Ograniczenia dostępu do zasiłków to jedna z najtrudniejszych spraw w negocjacjach z Wielka Brytanią w sprawie zmiany warunków jej członkostwa w UE. Porozumienie, które ma zostać wypracowane na brukselskim szczycie, ma pomóc zatrzymać Brytyjczyków we Wspólnocie. Już w czerwcu na Wyspach może odbyć się referendum w sprawie pozostania Wielkiej Brytanii w Unii.
Projekt porozumienia przewiduje wprowadzenie mechanizmu zabezpieczającego, który umożliwiałby Wielkiej Brytanii w wyjątkowej sytuacji ograniczenie maksymalnie na cztery lata dostępu do niektórych zasiłków związanych z zatrudnieniem (ang. in-work benefits) dla nowo przybyłych imigrantów z innych państw UE. Oznacza to, że restrykcje nie obejmą już np. Polaków, którzy są i pracują na Wyspach.

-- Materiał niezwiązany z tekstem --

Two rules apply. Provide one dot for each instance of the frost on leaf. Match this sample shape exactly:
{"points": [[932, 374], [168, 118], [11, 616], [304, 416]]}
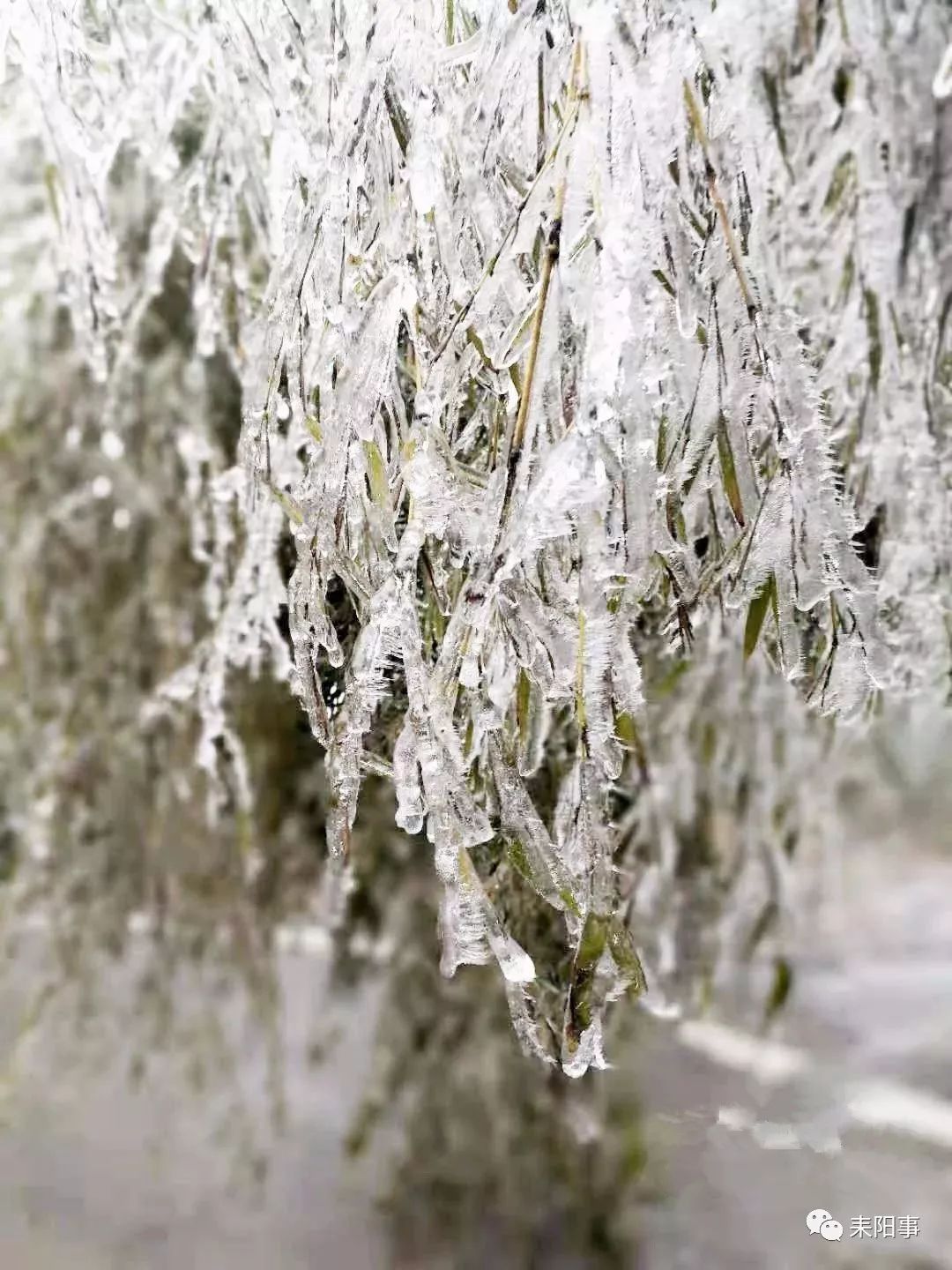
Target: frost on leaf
{"points": [[576, 360]]}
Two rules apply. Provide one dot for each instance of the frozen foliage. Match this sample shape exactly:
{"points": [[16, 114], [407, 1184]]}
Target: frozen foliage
{"points": [[596, 363]]}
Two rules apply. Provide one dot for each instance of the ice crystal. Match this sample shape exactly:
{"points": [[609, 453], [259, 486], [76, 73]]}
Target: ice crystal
{"points": [[579, 346]]}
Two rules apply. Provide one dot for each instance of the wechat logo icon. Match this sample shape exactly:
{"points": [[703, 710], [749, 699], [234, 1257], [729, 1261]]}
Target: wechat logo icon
{"points": [[822, 1223]]}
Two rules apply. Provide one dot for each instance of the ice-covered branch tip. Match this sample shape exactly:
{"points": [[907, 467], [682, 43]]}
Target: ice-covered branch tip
{"points": [[587, 370]]}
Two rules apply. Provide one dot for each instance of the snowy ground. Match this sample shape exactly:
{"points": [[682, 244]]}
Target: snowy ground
{"points": [[851, 1111]]}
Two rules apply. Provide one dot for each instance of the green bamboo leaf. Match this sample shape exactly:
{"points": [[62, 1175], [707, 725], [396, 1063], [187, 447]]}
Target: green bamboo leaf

Hamulec miałby dotyczyć nieskładkowych świadczeń związanych z zatrudnieniem. Takie świadczenia, jak np. ulgi podatkowe, dopłaty mieszkaniowe, dostęp do mieszkań socjalnych i pełnej opieki zdrowotnej - które są dostępne dla wszystkich legalnie pracujących w Wielkiej Brytanii i nie wymagają wcześniejszych wpłat do budżetu państwa - to specyficzne rozwiązanie brytyjskie. Dlatego z hamulca nie mogłyby korzystać inne państwa unijne.(ks/pap)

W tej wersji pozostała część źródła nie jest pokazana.